POLÍCIA FEDERAL DEFLAGRA OPERAÇÃO GEMINI E INVESTIGA VENDA DE SENTENÇAS E LAVAGEM DE DINHEIRO NO TJMT
CUIABÁ – Uma grande mobilização da Polícia Federal (PF) sacudiu os bastidores políticos e jurídicos de Mato Grosso. Sob a determinação do Superior Tribunal de Justiça (STJ), foi deflagrada a Operação Gemini com o objetivo de desarticular um suposto esquema milionário de venda de decisões judiciais, ocultação de patrimônio, corrupção, advocacia administrativa e lavagem de capitais dentro do Tribunal de Justiça de Mato Grosso (TJMT).
A ação cumpriu mandados de busca e apreensão domiciliar, busca pessoal e determinou o afastamento dos sigilos bancário, fiscal e telemático dos envolvidos. Entre os principais alvos das medidas judiciais estão o desembargador afastado Dirceu dos Santos e o deputado estadual Faissal Calil (PL).
Estrutura do suposto esquema e elo financeiro
De acordo com as investigações da Polícia Federal, o grupo contava com uma engrenagem estruturada para dar aparência de legalidade aos recursos obtidos de forma ilícita. O advogado Bruno Oliveira Castro é apontado pelas apurações como o suposto elo entre os clientes interessados e o magistrado.

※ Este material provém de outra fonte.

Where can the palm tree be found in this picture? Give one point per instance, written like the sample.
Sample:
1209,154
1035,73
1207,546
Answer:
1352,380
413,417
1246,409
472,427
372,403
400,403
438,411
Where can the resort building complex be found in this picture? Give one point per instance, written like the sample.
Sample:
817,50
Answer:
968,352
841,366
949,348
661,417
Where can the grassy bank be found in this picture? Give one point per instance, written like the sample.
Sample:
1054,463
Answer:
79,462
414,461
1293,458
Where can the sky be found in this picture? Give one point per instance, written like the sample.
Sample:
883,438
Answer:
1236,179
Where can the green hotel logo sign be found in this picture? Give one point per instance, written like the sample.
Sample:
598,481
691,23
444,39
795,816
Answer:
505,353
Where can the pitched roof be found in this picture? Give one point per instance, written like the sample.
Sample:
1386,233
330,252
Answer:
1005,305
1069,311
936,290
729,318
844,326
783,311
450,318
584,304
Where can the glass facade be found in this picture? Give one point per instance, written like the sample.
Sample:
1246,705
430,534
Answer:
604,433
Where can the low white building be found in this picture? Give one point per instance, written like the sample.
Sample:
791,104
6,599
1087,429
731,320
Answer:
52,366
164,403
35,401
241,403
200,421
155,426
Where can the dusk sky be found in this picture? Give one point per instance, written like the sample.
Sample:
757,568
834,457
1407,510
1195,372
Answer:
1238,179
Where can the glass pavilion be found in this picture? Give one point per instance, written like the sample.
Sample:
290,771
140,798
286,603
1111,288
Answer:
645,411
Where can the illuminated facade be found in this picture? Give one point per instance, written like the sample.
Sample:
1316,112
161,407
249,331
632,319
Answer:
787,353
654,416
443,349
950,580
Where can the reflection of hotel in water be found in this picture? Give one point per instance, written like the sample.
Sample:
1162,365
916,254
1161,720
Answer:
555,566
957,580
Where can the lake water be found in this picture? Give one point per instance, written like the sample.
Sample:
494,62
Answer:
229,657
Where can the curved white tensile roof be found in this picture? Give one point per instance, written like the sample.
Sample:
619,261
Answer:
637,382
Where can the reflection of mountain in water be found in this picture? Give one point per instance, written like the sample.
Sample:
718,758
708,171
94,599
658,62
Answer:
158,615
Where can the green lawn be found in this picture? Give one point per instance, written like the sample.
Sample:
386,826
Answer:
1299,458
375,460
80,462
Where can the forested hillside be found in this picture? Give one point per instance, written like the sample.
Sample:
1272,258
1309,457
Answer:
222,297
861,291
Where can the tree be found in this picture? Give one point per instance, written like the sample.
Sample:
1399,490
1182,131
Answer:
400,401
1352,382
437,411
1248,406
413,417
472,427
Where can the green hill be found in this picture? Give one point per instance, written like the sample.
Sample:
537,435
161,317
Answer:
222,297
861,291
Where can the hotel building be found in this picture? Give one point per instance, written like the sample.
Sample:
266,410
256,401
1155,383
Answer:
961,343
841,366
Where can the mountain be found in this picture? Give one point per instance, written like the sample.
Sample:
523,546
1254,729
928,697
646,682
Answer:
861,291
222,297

Já o deputado estadual Faissal Calil — que atuou como assessor técnico de projetos e acórdãos no gabinete de Dirceu dos Santos antes de ingressar na carreira política — é investigado por suspeita de participação em transações financeiras e negociações patrimoniais que visavam ocultar os valores das propinas.
A Corregedoria aponta que o desembargador movimentou mais de R$ 14,6 milhões em bens nos últimos cinco anos, apresentando uma variação patrimonial a descoberto que, somente no ano de 2023, superou a marca de R$ 1,9 milhão em relação aos seus rendimentos declarados.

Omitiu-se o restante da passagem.